Religious Liberty Wins Big at the Supreme Court

By Maggie Gallagher Published on June 26, 2017

A big win today for religious liberty from the Supreme Court. In a sweeping 7-2 decision, the Supreme Court upheld the First Amendment. The case was Trinity Lutheran v. Comer.

Missouri offered recycled tires to schools for safer playgrounds. Missouri said that Trinity Lutheran School couldn’t even have used tires. Why? Because it is run by a church.

Keeping kids safe doesn’t spread the Gospel. There is no “compelling state interest” in leaving religious school playgrounds more dangerous than public ones.

Chief Justice John Roberts knew what to think about banning an ordinary public benefit like safety equipment from a school just because it’s Christian. He called it “odious to our Constitution.”

Here’s a second piece of (maybe) good news. The Court today decided to hear Masterpiece Cakeshop v. Colorado Civil Rights Commission. Colorado fined baker Jack Phillips for refusing to decorate a gay wedding cake.

Mississippi’s Religious Freedom Act

A third piece of good news from the lower courts: Last week a 5th Circuit Court of Appeals panel lifted an injunction. It had blocked Mississippi’s “Protecting Freedom of Conscience from Government Discrimination Act.”

Mississippi’s 2016 law is the best in any state. It provides the broadest protections for gay marriage dissenters. It guards those with three specific beliefs:

  • Marriage is the union of one man and one woman;
  • Sexual relations are properly reserved to such a marriage
  • Man or woman refers to an individual’s immutable biological sex.

The law gives religious organizations new protections. Government may not force them to provide goods and services for a gay wedding. It can’t punish them for hiring believers who agree with their teachings. They don’t have to offer married student housing to gay married couples. They can’t be banned from running foster care or adoption agencies for their marriage policies.

Individuals also receive new protections. Government can’t punish:

  • Traditional believers who wish to be adoptive or foster parents.
  • Medical and other professionals who won’t take part in sex reassignment, fertility services, or psychological counseling.
  • Business owners who decline to provide goods and services for weddings.
  • State employees who express their beliefs. (If Georgia had passed such a law Atlanta fire chief Kelvin Cochran would still have his job.)

The 5th Circuit three-man panel of judges did not rule on the substance. Instead they ruled that the plaintiffs lacked standing to sue. Merely feeling “triggered” or stigmatized doesn’t count as a harm.

The first time a wedding photographer refuses a client, however, the law will likely be back on trial. (An aside: the law’s chances of surviving under the current Court would be stronger if it protected both gay marriage supporters and dissenters.)

If religious freedom means anything it is that the government may not exclude us based on our faith.

The plaintiffs have requested that the whole 5th circuit review the three-judge ruling. But if this ruling stands Trump will have more time to appoint another Gorsuch to the court.

An Insight Into the Supreme Court

The good news is the Trinity Lutheran victory shows us the current Court is more supportive of religious liberty than many of us feared.

Justice Elana Kagan joined the majority opinion without any reserve. Justice Breyer wrote his own concurring opinion limiting his judgement to playground resurfacing programs and not all government benefits.
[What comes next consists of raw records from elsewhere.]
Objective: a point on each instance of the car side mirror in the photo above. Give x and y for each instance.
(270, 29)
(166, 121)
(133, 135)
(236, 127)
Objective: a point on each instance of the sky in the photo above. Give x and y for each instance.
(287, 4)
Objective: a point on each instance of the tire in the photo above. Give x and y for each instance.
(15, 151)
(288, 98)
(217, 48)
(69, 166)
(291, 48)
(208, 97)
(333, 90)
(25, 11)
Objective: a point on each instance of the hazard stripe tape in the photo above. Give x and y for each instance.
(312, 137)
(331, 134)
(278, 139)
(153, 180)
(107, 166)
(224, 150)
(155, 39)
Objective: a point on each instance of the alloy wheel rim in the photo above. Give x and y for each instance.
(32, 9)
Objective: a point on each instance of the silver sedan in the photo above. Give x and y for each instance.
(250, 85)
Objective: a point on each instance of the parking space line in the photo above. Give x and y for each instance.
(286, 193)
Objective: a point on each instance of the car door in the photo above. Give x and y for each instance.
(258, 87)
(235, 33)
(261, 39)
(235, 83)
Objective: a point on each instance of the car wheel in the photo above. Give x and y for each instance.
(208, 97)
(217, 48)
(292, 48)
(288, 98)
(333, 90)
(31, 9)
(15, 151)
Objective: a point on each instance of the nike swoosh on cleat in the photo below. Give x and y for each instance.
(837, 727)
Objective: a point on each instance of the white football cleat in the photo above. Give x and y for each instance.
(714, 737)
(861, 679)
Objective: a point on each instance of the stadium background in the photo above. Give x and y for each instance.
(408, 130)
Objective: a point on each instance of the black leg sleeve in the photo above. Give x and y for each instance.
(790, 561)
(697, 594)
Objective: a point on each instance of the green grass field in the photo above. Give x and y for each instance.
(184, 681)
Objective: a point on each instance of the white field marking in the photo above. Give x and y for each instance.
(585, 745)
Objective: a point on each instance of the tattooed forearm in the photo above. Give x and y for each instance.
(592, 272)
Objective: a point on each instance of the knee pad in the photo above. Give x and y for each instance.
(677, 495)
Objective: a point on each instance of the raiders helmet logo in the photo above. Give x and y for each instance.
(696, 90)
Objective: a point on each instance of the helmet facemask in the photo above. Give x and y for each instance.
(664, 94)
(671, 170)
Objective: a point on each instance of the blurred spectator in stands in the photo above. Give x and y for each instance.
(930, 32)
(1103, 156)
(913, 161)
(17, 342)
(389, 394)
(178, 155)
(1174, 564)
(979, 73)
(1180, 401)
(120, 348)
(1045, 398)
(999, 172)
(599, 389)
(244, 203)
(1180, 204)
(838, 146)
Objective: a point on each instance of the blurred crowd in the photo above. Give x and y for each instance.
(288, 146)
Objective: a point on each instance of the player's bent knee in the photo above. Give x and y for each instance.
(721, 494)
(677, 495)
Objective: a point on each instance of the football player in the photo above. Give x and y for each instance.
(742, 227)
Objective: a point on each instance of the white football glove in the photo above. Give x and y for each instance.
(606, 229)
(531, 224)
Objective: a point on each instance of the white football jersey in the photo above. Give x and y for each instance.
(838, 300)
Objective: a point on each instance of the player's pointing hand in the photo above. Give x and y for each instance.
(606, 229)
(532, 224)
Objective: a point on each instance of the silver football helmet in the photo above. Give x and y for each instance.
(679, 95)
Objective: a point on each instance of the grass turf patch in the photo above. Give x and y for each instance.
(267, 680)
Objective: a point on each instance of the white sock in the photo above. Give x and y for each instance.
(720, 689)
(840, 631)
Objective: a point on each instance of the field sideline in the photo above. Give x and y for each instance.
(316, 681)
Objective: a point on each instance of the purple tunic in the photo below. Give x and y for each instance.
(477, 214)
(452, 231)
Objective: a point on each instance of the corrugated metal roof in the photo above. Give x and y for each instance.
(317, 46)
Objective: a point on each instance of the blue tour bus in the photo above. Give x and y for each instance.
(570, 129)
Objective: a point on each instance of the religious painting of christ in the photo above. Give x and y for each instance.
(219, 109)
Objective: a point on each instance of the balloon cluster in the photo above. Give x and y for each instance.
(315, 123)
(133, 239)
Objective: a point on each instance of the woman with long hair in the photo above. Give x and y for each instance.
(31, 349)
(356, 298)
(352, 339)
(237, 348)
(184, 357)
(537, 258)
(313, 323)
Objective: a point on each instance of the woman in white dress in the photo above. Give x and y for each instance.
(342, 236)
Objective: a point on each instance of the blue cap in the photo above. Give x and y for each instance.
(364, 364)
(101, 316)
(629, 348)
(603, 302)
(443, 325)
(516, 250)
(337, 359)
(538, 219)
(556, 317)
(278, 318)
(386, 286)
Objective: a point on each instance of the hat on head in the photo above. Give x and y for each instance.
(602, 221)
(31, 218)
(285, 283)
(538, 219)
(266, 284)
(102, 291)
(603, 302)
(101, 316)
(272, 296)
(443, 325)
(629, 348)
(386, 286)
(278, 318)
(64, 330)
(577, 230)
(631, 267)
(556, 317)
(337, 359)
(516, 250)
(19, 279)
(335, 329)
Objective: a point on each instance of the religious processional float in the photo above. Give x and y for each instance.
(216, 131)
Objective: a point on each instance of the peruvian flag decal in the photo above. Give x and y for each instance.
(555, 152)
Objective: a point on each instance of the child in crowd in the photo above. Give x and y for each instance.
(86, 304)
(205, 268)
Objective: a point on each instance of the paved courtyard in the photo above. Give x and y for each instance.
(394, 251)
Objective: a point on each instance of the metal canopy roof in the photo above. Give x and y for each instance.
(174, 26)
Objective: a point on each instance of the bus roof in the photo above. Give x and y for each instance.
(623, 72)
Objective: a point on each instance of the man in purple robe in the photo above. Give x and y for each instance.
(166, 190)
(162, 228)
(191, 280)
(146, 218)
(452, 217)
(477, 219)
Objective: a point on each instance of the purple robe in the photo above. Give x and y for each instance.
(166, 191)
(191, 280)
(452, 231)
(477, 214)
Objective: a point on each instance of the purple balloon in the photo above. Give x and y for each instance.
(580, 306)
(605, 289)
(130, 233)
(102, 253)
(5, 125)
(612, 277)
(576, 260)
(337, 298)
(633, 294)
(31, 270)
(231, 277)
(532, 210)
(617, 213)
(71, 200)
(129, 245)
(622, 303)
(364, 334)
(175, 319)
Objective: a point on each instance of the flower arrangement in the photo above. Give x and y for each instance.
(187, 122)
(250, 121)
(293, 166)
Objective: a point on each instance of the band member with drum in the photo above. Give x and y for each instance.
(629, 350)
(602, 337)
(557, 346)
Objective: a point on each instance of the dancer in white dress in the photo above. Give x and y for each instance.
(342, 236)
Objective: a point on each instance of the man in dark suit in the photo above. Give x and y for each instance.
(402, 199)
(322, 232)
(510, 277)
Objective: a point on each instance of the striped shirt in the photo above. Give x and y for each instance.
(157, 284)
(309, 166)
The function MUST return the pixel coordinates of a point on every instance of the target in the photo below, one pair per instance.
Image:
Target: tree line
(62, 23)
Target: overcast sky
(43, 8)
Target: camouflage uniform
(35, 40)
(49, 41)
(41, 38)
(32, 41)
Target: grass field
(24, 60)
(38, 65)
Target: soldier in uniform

Only Justices Sonia Sotomayor and Ruth Bader Ginbsurg dissented. In Justice Sotomayor’s dissent, she warned of almost apocalyptic consequences:

This ruling, “weakens this country’s longstanding commitment to a separation of church and state beneficial to both,” she wrote, “If this separation means anything, it means that the government cannot, or at the very least need not, tax its citizens and turn that money over to houses of worship. The court today blinds itself to the outcome this history requires and leads us instead to a place where separation of church and state is a constitutional slogan, not a constitutional commitment.”

If so, it’s a good thing.

If religious freedom means anything it is that the government may not exclude us based on our faith. It may not tell Muslims they can’t build a mosque. It may not tell a church “Our firemen won’t protect your buildings.” It may not tell a religious school that their children’s safety doesn’t matter.